Des micros sous leurs pas. Le son comme mémoire du monde, transmission de ce qui rassemble les êtres.
Le son comme liberté, celle qui capte et offre au spectateur les témoignages si riches de ces 8 êtres que la tradition rassemble, alors qu’ils ne se seraient pas rencontrés sans.« Ils ont déjà trop de temps sur leur dos, il faut trouver un moyen de passer son temps. » Est-ce cette question qui relie ces 8 êtres qu’a rencontré Anaïs Barbeau Lavalette qui nous offre qui ils sont sur cette scène ? On songe à Jacques Tati, à Raymond Depardon, à Bob Fosse « all that jazz », à Gennetines, à « Ghost story. »
Parmi les 8 récits, il y a les mots que cet homme cache dans les maisons qu’il remet en état, comme une signature, comme la trace de son passage.. à ce qu’on fait à notre patrimoine immatériel, cette maison tombée en ruine, et à ce qu’on se fait, à soi en laissant faire, en laissant disparaître. Les mots de cet homme, qui n’a pas eu de père et qui a vécu l’abus parce qu’avec cet autre, il croyait avoir senti la chaleur du père. Pourtant il rit encore, et porte la joie.
Il est question de la « défense de la joie », écho à ce texte de Beneditti : « Défendre la joie comme un droit, la défendre de(…) l’hiver, des majuscules et de la mort, des noms de famille et des peines du hasard, et aussi de la joie.»
La joie, comme moteur du monde, la joie qui jaillit au détour d’une ruelle en pleine canicule, la joie de récolter les récits si vivants et pouvoir garder intact cette impression de première fois grâce à ce dispositif de documentaire scénique, jamais vu ailleurs avant. Émile Proulx a vu en celle qu’il aime et met en scène, ce grand talent lié au courage du silence.
Face à la parole de l’autre qu’Anaïs B.L recueille comme un trésor. Le geste qui rassemble, qui se répète, qui perpétue la tradition.
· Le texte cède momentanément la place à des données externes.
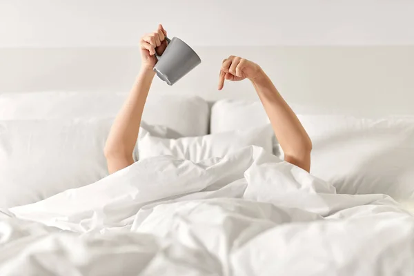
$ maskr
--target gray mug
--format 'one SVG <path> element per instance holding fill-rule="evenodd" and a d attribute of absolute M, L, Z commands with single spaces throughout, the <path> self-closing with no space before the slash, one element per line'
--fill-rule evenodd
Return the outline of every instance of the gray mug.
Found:
<path fill-rule="evenodd" d="M 167 40 L 167 48 L 161 56 L 157 56 L 158 61 L 154 71 L 161 79 L 172 86 L 184 77 L 201 60 L 194 50 L 179 38 Z"/>

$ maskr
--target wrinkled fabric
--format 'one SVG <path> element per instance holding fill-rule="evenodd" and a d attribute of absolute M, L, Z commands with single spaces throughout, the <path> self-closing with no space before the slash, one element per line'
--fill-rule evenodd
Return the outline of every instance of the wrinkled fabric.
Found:
<path fill-rule="evenodd" d="M 3 275 L 413 275 L 414 217 L 250 146 L 0 213 Z"/>

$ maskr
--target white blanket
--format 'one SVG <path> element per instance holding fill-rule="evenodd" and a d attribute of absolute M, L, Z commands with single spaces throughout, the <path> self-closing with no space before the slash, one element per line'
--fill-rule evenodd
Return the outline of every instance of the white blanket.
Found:
<path fill-rule="evenodd" d="M 0 275 L 413 275 L 414 217 L 262 148 L 139 161 L 0 213 Z"/>

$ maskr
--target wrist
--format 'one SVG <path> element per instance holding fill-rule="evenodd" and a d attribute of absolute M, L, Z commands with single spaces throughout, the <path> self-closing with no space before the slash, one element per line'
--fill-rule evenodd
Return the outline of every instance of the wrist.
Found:
<path fill-rule="evenodd" d="M 266 79 L 266 77 L 267 76 L 263 69 L 262 69 L 261 67 L 259 67 L 257 74 L 256 74 L 254 77 L 250 78 L 249 79 L 253 83 L 257 83 L 257 82 L 260 82 L 263 79 Z"/>
<path fill-rule="evenodd" d="M 139 75 L 154 77 L 155 76 L 155 72 L 154 72 L 152 67 L 146 67 L 143 66 L 139 70 Z"/>

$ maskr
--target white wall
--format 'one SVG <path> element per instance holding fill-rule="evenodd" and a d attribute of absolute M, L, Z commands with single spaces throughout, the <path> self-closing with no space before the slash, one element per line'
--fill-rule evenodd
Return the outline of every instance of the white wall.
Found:
<path fill-rule="evenodd" d="M 414 44 L 412 0 L 0 0 L 0 47 Z"/>
<path fill-rule="evenodd" d="M 217 91 L 221 60 L 230 54 L 257 62 L 290 103 L 318 110 L 414 114 L 414 46 L 196 47 L 200 66 L 151 92 L 209 100 L 257 99 L 249 81 Z M 139 68 L 136 47 L 0 50 L 0 92 L 128 92 Z"/>
<path fill-rule="evenodd" d="M 0 93 L 126 92 L 139 38 L 161 22 L 202 63 L 172 87 L 157 79 L 155 92 L 256 99 L 248 81 L 216 90 L 221 61 L 236 55 L 289 103 L 413 114 L 413 14 L 411 0 L 0 0 Z"/>

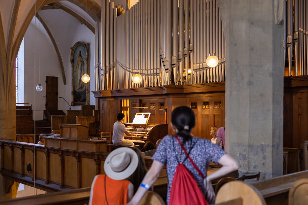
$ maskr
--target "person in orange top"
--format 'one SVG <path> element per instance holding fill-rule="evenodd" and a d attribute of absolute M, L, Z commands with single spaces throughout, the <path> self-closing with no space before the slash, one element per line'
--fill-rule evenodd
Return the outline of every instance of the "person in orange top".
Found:
<path fill-rule="evenodd" d="M 133 197 L 134 186 L 125 179 L 136 170 L 139 163 L 137 153 L 128 147 L 111 152 L 105 161 L 106 174 L 95 176 L 92 183 L 89 205 L 122 205 Z"/>

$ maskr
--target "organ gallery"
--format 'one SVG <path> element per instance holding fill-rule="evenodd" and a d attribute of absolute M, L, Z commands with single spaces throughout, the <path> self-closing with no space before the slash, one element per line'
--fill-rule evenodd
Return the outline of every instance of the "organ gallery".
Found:
<path fill-rule="evenodd" d="M 294 191 L 308 174 L 306 0 L 10 1 L 0 2 L 3 204 L 88 204 L 113 150 L 137 149 L 150 169 L 147 146 L 177 134 L 183 105 L 192 136 L 220 137 L 239 165 L 211 181 L 215 204 L 306 204 Z M 206 176 L 222 167 L 207 166 Z M 167 204 L 168 174 L 147 194 Z"/>

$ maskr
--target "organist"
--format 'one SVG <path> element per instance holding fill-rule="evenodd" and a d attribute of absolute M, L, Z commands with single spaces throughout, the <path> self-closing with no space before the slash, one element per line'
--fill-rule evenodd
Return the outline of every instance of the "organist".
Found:
<path fill-rule="evenodd" d="M 119 113 L 117 114 L 116 118 L 117 121 L 114 124 L 114 134 L 113 135 L 113 143 L 116 145 L 121 146 L 132 146 L 134 142 L 131 140 L 124 138 L 124 134 L 127 136 L 136 136 L 136 135 L 129 133 L 122 121 L 125 115 L 124 114 Z"/>

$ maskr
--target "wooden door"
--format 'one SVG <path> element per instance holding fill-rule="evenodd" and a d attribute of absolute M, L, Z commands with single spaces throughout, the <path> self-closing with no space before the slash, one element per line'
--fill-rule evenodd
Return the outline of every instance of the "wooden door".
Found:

Le documentaire comme témoin du monde, comme récolte des pas qui tissent le monde et le rendent plus humain.
On songe à la saudade, entre mélancolie et espoir, à la mémoire et ce qu’elle permet de faire vivre, de transmettre, comme un cadeau, à la richesse infinie entre individus de cultures si différentes, rassemblés par les pas vers la joie.
Ce ne sera « pas perdu » ce qui est si justement offert ici, ce sera gardé en mémoire et vécu jusque dans nos chairs.
« Il faut arracher la joie aux jours qui filent. » Maïakovski
La joie circulait entre les spectateurs, rassemblés ici.